Friday’s announcement that Washington and Tehran would begin indirect talks through intermediaries was one of the first signs of tangible progress in efforts to return both nations to the terms of the accord, which restricted Iran’s nuclear program in return for relief from U.S. and international sanctions.

Then-President Donald Trump pulled the U.S. unilaterally out of the accord in 2018, opting for what he called a maximum pressure campaign of stepped-up U.S. sanctions.

Since then, Iran has been steadily violating the restrictions in the deal, like the amount of enriched uranium that it can stockpile and the purity to which it can enrich it. Tehran’s moves have been calculated to pressure the other nations in the deal — Russia, China, France, Germany and Britain — to do more to offset crippling U.S. sanctions re-imposed under Trump.

President Joe Biden came into office saying that getting back into the accord and returning Iran’s nuclear program to international restrictions was a priority. But Iran and the U.S. have disagreed over Iran’s demands that sanctions be lifted first.

Senior foreign ministry officials from the countries still in the accord, known as the Joint Comprehensive Plan of Action, were holding a European Union-chaired meeting Tuesday in Vienna.

Also due in the Austrian capital is a U.S. delegation headed by the administration’s special envoy for Iran, Rob Malley. State Department spokesman Ned Price said talks will be structured around working groups that the Europeans will form with the other parties to the accord.

Price said Monday the talks are a “healthy step forward” but added that “we don’t anticipate an early or immediate breakthrough, as these discussions, we fully expect, will be difficult.”

“We don’t anticipate at present that there will be direct talks with Iran,” he said. “Though of course we remain open to them. And so we’ll have to see how things go.”

Iranian Foreign Minister Mohammad Javad Zarif wrote Friday on Twitter: “No Iran-US meeting. Unnecessary.”

A statement issued after parties to the accord met virtually on Friday said the aim of their meeting Tuesday is to “clearly identify sanctions-lifting and nuclear implementation measures, including through convening meetings of the relevant expert groups.”

In Tehran, government spokesman Ali Rabiei said Tuesday that Iran’s aim remained “lifting all sanctions that were imposed or re-imposed against Iran” after the U.S. quit the deal. He said Iran is “ready to return to our all commitments immediately after the American side lifts sanctions in a complete and verifiable” way.

However, Iran has continued to push beyond the limits set by the deal.

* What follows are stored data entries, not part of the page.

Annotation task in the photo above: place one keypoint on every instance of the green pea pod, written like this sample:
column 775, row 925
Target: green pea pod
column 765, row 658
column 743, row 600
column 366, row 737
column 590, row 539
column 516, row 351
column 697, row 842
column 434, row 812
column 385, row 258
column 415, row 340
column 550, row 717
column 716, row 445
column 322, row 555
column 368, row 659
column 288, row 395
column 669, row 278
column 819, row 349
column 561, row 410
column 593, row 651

Behrouz Kamalvandi, a spokesman for Iran’s civilian nuclear program, said officials had begun mechanical testing of an IR-9 prototype centrifuge. That centrifuge would enrich uranium 50 times faster than the IR-1s allowed under the accord, he said, according to the semi-official ISNA news agency.

Separately, Iran’s foreign ministry claimed that a man associated with Iranian exile groups insulted and tried to attack the deputy foreign minister, Abbas Araghchi, after he left a meeting Tuesday morning with an EU diplomat. Vienna police said there was a protest outside a hotel but they weren’t immediately aware of any “relevant incidents or physical confrontations.”

Ahead of Tuesday’s talks, an Iranian prosecutor said 10 officials have been indicted for last year’s shooting down of a Ukrainian passenger plane by Iran’s military in which 176 people died. Iran faced withering international criticism last month for releasing a final report that blamed human error but named no one responsible.